Annotated Excerpt: NOTORIOUS SORCERER by Davinia Evans (Orbit)

EvansD-NotoriousSorcererThis evening, we have an annotated excerpt from Notorious Sorcerer by Davinia Evans. The novel is due out tomorrow, to be published by Orbit. Here’s the synopsis:

In a city filled with dangerous yet heavily regulated alchemical magic, a man from the slums discovers he may be its only hope to survive certain destruction in this wickedly entertaining fantasy. 

Welcome to Bezim, where sword-slinging bravi race through the night and rich and idle alchemists make magic out of mixing and measuring the four planes of reality.
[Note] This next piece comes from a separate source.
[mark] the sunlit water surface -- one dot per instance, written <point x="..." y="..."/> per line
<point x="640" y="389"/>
Siyon Velo, Dockside brat turned petty alchemist, scrapes a living hopping between the planes to harvest ingredients for the city’s alchemists. But when Siyon accidentally commits an act of impossible magic, he’s catapulted into the limelight — which is a bad place to be when the planes start lurching out of alignment, threatening to send Bezim into the sea.

It will take a miracle to save the city. Good thing Siyon has pulled off the impossible before. Now he just has to master it.

A dazzling fantasy bursting with wild magic, chaotic sword-fighting street gangs, brazen flirting, malevolent harpies, and one defiant alchemist.

Now, over to the author…!

*

Chapter 1

Siyon couldn’t get the damn square to line up, and the hangover definitely wasn’t helping.

There’s a piece of writing advice that goes: Start by showing your main character doing the thing they’re best at.

So I did!

But (I hear you say) he’s a disaster.

Yes. Yes he is.

He squinted at the ash lines on the floor. The tiles tessellated in a not-quite-repeating pattern of swirls and spirals that could probably cause headaches all by itself. It was left over from before this place was taken over as the Little Bracken bravi safe house, when it had been a…temple? Church? Whatever. They called it the Chapel now, so probably one of those. Siyon didn’t know much about all that religious stuff. He’d been born and bred here in Bezim, where they preferred the certainty of alchemy instead.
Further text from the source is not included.